The ceramics industry plays a substantial role in the EU economy, driven by 17 000 companies, employing over 240 000 people, and producing nearly EUR 30 billion in revenue. However, the industry is also a big user of energy. In fact, producing just one tonne of ceramic tiles requires 1.67 MWh of energy.
Most of this energy (55%) is used during the firing process, where clay and glazes are brought to a very high temperature. This heating is typically done with natural gas which, as a fossil fuel, means the process produces a substantial amount of greenhouse gases. As these gases are heavily regulated, it comes as no surprise that the ceramics industry has the most installations in the EU’s Emission Trading System (ETS).
The key to reducing this carbon footprint is to create a more efficient kiln – which is exactly what the EU-funded DREAM project has done.
“To shift the evolution of kilns towards a more sustainable paradigm, the DREAM project designed, developed, and demonstrated a radically improved architecture for ceramic industrial furnaces,” says Gabriele Frignani, Head of Applied Research at Sacmi, an Italy-based multinational ceramics corporation, and DREAM project coordinator. “The result is a new, state-of-the-art kiln defined by optimised energy consumption, reduced emissions, and lower operating costs.”
Testing through technology
Traditionally, the industry has lowered polluting emissions by installing a bag filter in the kiln’s exhaust chimney. Although this does keep emission levels just under the legal threshold, it doesn’t prevent pollutants such as nitrogen and sulphur oxides from escaping into the air. This shortcoming, along with the fact that acceptable emission levels are set to be lowered, meant a better solution was needed.
To solve this problem, the DREAM project turned to technology. The team developed and tested a software-based simulation model capable of analysing all the thermal processes happening in a kiln, including preheating, firing, and cooling. Using this system, it was not only possible to quickly identify areas of inefficiency, but also to digitally test various modifications and solutions.
“These simulations save time and costs during the development phase as they quickly highlight which roads show promise and which ones probably lead to a dead end,” explains Frignani. “This approach is particularly valuable in this type of research project where, due to time and budget constraints, a precise roadmap is required.”

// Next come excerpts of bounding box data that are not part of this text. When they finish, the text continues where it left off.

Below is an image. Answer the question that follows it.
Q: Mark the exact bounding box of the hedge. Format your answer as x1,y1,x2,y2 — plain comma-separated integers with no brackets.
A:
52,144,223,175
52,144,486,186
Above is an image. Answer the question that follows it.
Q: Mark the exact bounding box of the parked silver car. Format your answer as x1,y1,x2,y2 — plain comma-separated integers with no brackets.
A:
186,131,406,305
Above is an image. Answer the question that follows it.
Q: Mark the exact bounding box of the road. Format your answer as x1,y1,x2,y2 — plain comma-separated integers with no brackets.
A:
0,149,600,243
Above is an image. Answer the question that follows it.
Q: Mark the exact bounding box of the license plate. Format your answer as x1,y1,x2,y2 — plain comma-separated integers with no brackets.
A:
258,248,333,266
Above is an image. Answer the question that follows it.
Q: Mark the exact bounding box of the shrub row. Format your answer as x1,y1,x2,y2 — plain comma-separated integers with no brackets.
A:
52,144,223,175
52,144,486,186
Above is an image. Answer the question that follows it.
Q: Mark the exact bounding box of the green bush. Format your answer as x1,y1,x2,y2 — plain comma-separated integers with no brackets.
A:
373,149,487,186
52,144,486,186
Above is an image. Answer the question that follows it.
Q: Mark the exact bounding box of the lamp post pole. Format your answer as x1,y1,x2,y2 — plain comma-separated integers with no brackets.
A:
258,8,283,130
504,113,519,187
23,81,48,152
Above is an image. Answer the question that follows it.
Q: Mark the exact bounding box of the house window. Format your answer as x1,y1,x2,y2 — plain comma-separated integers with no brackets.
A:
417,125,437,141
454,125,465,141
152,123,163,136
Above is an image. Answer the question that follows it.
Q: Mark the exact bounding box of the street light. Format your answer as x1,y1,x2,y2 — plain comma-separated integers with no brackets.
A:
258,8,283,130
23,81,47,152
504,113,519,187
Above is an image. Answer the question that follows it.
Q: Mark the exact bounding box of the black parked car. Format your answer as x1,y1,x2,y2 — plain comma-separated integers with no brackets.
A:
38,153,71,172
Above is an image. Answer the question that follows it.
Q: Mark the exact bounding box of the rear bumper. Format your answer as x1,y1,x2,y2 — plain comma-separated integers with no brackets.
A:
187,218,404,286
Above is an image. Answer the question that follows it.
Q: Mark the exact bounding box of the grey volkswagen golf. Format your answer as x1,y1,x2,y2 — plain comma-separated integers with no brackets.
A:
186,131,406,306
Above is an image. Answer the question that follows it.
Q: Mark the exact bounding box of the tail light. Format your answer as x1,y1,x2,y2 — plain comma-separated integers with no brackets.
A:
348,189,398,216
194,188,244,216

For example, through the simulation exercises, it could be anticipated that replacing large turbines with micro-turbines along the production line would produce a customised level of electricity for a given machine. Not only does this eliminate the use (and waste) of excess energy, it also reduces the time needed to restore the thermal conditions after electrical blackouts and helps reduce a kiln’s carbon footprint.
A better kind of kiln
Despite the advantages, using simulation tools does have its limits. For instance, they cannot predict whether a variation in the firing process will negatively affect the material itself. To fill this gap, the project conducted industrial-level testing, applying its virtual model to a real production kiln.
“These tests conclusively showed that with our software, ceramic companies can get real-time monitoring and the ability to intervene directly as needed to improve the efficiency of an individual phase,” explains Frignani. “The net result is a kiln capable of producing better while consuming and polluting less.”
Frignani notes that, due to the time and investment required, this type of research and development has become nearly impossible for individual companies to finance – particularly within a competitive sector such as ceramics. “Research projects like DREAM will play an increasingly important role in developing the technology and know-how that will enable the eco-friendly solutions of tomorrow,” he concludes.